Tropic curvatures in general are brought about by the differential effect of stimulus on two sides of the organ. Thus light falling on one side of a shoot induces local contraction, the rays being cut off from acting on the further side by the opacity of the intervening tissue. But there is no opaque screen to cut off the vertical lines of gravity,[29] which enter the upper side of a horizontally laid shoot and leave it by the lower side. Though lines of force of gravity are transmitted without hindrance, yet a differential action is found to take place, for the upper side, where the lines of force enter, becomes concave, while the lower side where they emerge becomes convex.

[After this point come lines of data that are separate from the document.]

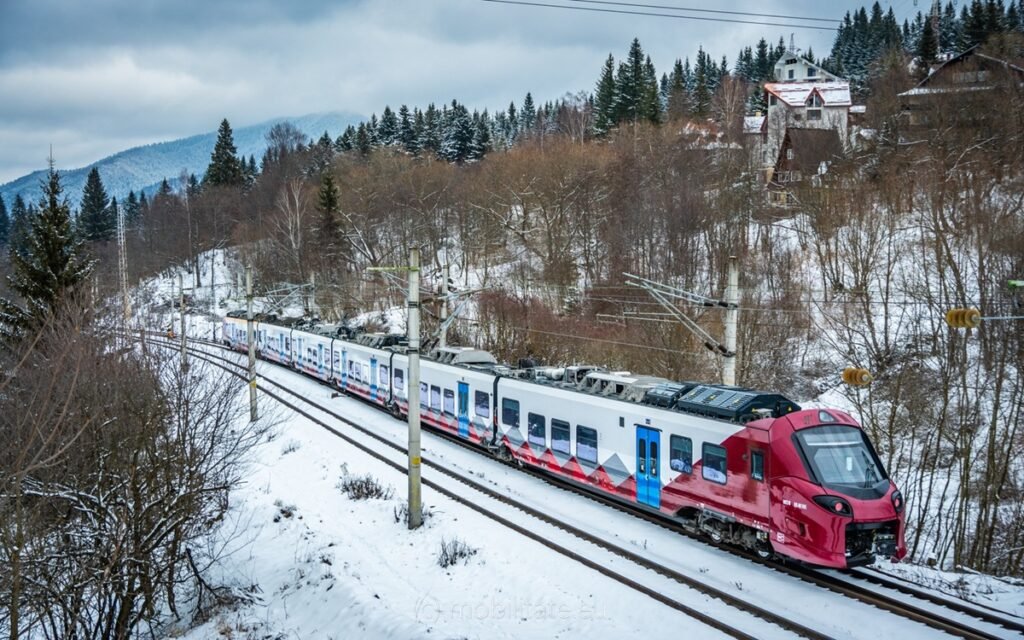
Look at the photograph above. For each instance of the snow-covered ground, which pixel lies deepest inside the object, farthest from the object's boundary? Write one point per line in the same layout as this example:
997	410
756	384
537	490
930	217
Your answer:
327	566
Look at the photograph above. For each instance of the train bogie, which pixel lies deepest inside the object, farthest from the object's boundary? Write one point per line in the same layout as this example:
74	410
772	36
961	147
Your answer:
805	484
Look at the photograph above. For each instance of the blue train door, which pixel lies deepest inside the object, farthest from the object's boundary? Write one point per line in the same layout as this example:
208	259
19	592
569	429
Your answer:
463	410
648	457
373	378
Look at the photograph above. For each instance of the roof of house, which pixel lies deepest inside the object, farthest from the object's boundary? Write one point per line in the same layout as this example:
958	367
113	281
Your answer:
811	147
796	93
754	124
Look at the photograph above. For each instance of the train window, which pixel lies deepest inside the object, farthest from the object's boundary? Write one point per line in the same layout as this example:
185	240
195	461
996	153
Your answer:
758	466
713	465
681	454
482	404
538	435
586	444
560	437
510	412
449	402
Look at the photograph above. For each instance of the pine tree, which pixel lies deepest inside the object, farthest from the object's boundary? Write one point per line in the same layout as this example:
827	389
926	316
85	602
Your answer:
388	128
51	267
407	131
94	218
4	222
224	169
527	115
928	46
631	86
132	209
329	226
604	98
458	134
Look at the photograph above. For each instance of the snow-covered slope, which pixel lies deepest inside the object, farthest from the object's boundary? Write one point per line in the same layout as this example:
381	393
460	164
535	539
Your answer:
142	168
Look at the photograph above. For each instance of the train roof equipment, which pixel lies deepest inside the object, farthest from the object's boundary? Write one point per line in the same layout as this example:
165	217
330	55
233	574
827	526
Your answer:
733	403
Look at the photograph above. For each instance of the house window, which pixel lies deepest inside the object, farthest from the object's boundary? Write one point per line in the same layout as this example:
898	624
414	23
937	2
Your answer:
560	437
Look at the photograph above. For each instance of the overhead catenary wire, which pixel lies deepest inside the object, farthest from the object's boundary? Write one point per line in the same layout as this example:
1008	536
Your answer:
695	10
654	14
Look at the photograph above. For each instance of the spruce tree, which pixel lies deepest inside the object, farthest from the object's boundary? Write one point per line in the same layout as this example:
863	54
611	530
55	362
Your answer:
4	222
224	169
132	209
49	269
604	98
94	217
329	228
407	131
527	115
928	46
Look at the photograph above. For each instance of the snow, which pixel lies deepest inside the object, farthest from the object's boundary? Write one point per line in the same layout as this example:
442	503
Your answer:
796	93
372	557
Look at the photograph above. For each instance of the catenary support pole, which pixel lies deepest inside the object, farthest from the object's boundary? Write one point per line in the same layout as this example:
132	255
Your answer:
251	341
442	338
731	320
181	310
415	496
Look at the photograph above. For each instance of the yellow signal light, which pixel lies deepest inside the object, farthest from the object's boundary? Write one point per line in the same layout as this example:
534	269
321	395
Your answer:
857	377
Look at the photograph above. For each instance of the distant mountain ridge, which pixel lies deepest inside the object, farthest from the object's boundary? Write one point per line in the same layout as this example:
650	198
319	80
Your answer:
142	168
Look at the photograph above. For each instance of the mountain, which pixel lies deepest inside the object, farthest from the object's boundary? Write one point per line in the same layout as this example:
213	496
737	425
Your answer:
142	168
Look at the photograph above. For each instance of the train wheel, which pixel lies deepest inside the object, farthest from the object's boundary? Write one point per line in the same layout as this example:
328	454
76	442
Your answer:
715	531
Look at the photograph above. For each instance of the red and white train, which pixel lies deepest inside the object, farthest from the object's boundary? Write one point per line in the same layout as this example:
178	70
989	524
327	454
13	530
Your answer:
744	467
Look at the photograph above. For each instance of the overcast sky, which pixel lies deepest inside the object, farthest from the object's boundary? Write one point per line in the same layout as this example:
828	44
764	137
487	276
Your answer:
94	77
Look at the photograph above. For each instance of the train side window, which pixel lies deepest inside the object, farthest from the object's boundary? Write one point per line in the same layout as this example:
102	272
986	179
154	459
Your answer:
758	466
538	430
560	437
510	412
587	444
681	454
449	402
482	404
713	466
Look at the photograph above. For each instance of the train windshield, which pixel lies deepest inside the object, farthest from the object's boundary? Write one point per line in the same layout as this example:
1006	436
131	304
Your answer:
842	459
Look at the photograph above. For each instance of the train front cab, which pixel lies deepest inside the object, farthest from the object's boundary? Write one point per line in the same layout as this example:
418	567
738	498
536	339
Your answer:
832	501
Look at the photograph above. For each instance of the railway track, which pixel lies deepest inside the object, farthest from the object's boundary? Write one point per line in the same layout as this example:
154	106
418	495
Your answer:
964	623
495	514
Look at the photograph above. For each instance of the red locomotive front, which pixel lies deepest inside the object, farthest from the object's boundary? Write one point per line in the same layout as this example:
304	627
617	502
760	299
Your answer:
832	501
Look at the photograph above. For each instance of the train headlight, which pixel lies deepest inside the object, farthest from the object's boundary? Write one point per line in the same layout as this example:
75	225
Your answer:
835	505
898	503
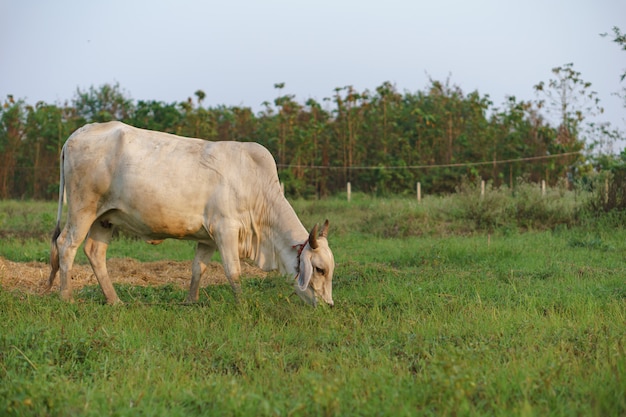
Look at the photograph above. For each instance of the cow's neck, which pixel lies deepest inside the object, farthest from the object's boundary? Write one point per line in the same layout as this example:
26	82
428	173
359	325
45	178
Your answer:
288	235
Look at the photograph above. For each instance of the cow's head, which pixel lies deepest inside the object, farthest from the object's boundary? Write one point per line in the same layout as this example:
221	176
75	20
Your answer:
315	269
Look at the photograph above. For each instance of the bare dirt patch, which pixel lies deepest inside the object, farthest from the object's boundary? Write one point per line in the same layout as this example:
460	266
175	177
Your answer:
32	277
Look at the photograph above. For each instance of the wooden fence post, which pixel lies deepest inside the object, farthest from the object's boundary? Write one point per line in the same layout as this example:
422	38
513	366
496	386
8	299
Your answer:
419	193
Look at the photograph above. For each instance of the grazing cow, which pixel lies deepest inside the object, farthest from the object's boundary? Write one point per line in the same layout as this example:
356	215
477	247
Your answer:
226	196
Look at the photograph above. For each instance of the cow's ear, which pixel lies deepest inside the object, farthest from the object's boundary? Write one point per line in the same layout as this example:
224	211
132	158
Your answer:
324	232
313	238
306	272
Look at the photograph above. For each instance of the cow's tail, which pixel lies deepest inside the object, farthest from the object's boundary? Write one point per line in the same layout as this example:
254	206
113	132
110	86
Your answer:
54	247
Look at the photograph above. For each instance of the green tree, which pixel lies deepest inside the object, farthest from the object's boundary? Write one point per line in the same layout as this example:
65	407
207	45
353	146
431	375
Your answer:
12	133
103	104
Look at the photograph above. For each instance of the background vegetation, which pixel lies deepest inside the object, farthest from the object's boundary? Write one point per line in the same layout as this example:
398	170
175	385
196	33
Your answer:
382	141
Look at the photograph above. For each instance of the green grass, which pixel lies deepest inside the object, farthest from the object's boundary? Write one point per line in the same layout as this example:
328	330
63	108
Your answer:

Why should there be this difference?

For the removal of various obscurities connected with geotropism it is therefore necessary to elucidate the following:

1. The sign of excitation is, as we found, a contraction and concomitant galvanometric negativity. Does gravitational stimulus, like stimulus in general, induce this excitatory reaction?

2. What is the effective direction of geotropic stimulus? In the case of light, we are able to trace the rays of light which is incident on the proximal side and measure the angle of inclination. In the case of gravity, the invisible lines of force enter by one side of the organ and leave by the other side. Assuming that the direction of stimulus is coincident with the vertical lines of gravity, is it the upper or the lower side of the organ that undergoes effective stimulation?

3. What is the law relating to the 'directive angle' and the resulting geotropic curvature? By the directive angle (sometimes referred to as the angle of inclination) is meant, as previously explained, the angle which direction of stimulus makes with the responding surface.

4. We have finally to investigate, whether the assumption of opposite irritabilities of the root and the shoot is at all justifiable. If not, we have to find the true explanation of the opposite curvatures exhibited by the two types of organs.

Of these the first three are inter-related. They will, however, be investigated separately; and each by more than one method of inquiry. The results will be found to be in complete harmony with each other.

I propose in this and in the following chapters to carry out the investigations sketched above, employing two independent methods of enquiry, namely, of mechanical and of electrical response. I shall first describe the automatic method I have been able to devise, for an accurate and magnified record of geotropic movement and its time relations.

THE GEOTROPIC RECORDER.

The recorder shown in figure 157 is very convenient for study of geotropic movement. The apparatus is four-sided and it is thus possible to obtain four simultaneous records with different specimens under identical conditions. The recording levers are free from contact with the recording surface. By an appropriate clock-work mechanism, the levers are pressed for a fraction of a second against the recording surfaces. The successive dots in the record may, according to different requirements, be at intervals varying from 5 to 20 seconds. The records therefore not only give the characteristic curves of geotropic movements of different plants, but also their time durations. For high magnification, I employ an Oscillating Recorder, the short arm of the lever being 2·5 mm., and the long arm 250 mm., the magnification being a hundredfold; half that magnification is, however, sufficient for general purposes.